I wonder what the pricing will be? It's a start though for A123 to finally offer these cells to the DIY market.


----------



## rwaudio (May 22, 2008)

wakinyantanka said:


> I wonder what the pricing will be? It's a start though for A123 to finally offer these cells to the DIY market.
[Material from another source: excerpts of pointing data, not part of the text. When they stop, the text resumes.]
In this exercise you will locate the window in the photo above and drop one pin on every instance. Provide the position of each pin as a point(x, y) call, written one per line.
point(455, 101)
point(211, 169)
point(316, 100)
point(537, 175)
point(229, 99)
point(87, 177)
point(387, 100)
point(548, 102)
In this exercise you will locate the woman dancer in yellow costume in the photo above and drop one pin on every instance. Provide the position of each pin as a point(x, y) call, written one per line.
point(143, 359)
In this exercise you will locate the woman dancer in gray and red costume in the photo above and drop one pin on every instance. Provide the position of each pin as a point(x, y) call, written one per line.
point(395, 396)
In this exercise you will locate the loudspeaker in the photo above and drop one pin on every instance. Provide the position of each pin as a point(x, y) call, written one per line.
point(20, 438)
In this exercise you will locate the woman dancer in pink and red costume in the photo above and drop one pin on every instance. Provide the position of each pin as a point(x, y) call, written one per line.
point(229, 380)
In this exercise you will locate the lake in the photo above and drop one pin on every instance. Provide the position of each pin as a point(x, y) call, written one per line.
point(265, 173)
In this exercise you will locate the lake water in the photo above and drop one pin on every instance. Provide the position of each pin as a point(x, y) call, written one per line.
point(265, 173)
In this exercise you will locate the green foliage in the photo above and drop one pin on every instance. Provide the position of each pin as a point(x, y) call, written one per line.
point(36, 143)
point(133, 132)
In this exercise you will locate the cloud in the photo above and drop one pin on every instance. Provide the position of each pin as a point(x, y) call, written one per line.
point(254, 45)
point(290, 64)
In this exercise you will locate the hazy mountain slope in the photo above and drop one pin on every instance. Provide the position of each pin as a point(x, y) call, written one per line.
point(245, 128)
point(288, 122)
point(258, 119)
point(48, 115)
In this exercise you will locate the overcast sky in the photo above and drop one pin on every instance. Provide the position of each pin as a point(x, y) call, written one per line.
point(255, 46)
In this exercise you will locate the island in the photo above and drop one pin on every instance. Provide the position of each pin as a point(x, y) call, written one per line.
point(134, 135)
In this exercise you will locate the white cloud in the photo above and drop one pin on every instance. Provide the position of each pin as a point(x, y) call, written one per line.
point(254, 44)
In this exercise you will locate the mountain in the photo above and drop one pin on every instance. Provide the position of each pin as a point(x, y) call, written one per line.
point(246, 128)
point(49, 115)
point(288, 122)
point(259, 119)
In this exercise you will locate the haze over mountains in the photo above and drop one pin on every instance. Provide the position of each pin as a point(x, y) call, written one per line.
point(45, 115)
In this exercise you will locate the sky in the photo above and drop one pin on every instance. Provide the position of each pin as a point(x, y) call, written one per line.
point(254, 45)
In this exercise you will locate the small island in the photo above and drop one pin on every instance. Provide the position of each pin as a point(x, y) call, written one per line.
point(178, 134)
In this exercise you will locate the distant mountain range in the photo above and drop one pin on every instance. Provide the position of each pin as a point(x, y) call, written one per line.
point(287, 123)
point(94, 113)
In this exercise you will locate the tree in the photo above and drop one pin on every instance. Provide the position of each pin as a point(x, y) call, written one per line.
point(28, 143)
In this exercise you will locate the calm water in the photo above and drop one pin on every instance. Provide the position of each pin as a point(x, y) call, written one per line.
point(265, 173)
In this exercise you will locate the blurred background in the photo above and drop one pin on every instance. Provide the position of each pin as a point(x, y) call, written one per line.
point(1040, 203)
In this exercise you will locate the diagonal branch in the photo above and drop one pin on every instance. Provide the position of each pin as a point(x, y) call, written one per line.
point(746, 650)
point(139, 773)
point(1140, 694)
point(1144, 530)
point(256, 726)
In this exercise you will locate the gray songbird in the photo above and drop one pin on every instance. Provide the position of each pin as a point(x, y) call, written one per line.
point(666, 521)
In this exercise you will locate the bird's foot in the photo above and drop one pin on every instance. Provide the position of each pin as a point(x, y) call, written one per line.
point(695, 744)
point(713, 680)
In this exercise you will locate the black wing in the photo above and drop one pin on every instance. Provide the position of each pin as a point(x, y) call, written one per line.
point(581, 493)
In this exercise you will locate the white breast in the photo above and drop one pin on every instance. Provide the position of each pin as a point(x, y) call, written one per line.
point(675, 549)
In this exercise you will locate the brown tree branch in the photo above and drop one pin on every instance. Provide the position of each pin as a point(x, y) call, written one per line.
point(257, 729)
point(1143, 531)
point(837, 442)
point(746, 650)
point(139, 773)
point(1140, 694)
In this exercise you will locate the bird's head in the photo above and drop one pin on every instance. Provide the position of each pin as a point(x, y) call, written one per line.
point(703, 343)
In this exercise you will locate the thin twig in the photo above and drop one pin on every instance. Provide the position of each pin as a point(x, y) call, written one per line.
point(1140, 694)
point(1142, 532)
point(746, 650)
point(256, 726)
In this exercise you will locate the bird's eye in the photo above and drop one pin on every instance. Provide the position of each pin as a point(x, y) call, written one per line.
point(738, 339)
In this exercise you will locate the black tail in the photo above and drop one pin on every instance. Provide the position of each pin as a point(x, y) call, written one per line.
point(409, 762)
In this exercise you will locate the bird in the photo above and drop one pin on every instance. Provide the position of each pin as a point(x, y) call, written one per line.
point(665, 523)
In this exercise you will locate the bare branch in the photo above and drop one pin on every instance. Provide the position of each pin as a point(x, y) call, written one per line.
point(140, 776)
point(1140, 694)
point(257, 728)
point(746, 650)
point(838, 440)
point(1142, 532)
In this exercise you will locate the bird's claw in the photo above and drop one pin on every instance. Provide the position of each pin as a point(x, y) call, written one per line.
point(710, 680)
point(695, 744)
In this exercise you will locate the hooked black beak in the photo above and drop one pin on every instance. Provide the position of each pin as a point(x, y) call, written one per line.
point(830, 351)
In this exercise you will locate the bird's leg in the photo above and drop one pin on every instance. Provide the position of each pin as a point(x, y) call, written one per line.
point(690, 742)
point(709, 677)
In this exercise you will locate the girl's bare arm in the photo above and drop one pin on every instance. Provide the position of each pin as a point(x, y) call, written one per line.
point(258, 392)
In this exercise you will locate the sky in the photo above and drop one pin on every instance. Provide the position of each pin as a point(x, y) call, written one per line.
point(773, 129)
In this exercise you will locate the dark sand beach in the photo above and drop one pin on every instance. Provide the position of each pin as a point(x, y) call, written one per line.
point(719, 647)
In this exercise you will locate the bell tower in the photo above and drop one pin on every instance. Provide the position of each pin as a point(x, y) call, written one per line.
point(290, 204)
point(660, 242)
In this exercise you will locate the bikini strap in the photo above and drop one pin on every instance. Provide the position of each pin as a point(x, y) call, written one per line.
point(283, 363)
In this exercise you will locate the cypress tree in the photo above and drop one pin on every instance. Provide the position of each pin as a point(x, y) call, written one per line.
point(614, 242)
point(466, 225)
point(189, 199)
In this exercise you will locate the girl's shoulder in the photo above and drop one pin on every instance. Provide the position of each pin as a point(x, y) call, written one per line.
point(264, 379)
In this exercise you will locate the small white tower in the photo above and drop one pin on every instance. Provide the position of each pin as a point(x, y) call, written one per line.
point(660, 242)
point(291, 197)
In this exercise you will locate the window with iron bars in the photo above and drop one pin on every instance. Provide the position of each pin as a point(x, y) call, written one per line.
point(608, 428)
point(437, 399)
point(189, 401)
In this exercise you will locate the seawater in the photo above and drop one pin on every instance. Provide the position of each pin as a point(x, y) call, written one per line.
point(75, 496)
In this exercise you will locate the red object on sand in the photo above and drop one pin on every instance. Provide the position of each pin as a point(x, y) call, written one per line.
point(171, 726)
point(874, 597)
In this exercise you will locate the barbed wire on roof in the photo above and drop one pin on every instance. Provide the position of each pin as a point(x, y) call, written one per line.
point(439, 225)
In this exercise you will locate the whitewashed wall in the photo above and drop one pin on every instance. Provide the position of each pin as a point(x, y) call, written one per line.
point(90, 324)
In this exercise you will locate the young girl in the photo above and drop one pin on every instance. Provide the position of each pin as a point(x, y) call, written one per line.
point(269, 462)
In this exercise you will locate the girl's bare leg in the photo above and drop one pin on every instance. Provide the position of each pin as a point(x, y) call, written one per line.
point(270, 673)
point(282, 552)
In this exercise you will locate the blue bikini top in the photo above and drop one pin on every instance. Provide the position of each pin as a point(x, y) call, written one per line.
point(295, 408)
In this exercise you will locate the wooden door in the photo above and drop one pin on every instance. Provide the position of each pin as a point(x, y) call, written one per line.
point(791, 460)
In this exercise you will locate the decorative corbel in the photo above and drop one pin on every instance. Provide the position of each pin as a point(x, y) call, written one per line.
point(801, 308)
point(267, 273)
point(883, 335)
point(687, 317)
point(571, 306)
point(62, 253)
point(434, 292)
I filled out the contact form and asked for pricing. It does mention on the site that it is for 2 wheeled motor sports so who knows.


----------



## JRP3 (Mar 7, 2008)

Just tell them you're building a really big bike, or two of them.


----------



## DIYguy (Sep 18, 2008)

rwaudio said:


> It does mention on the site that it is for 2 wheeled motor sports so who knows.


???
Quote from add... "Mavizen isn't limiting sales to bike builders though. They're about to ship 1,000 cells that we're told are for a non-motorcycle application with more in the works."


----------



## rwaudio (May 22, 2008)

DIYguy said:


> ???
> Quote from add... "Mavizen isn't limiting sales to bike builders though. They're about to ship 1,000 cells that we're told are for a non-motorcycle application with more in the works."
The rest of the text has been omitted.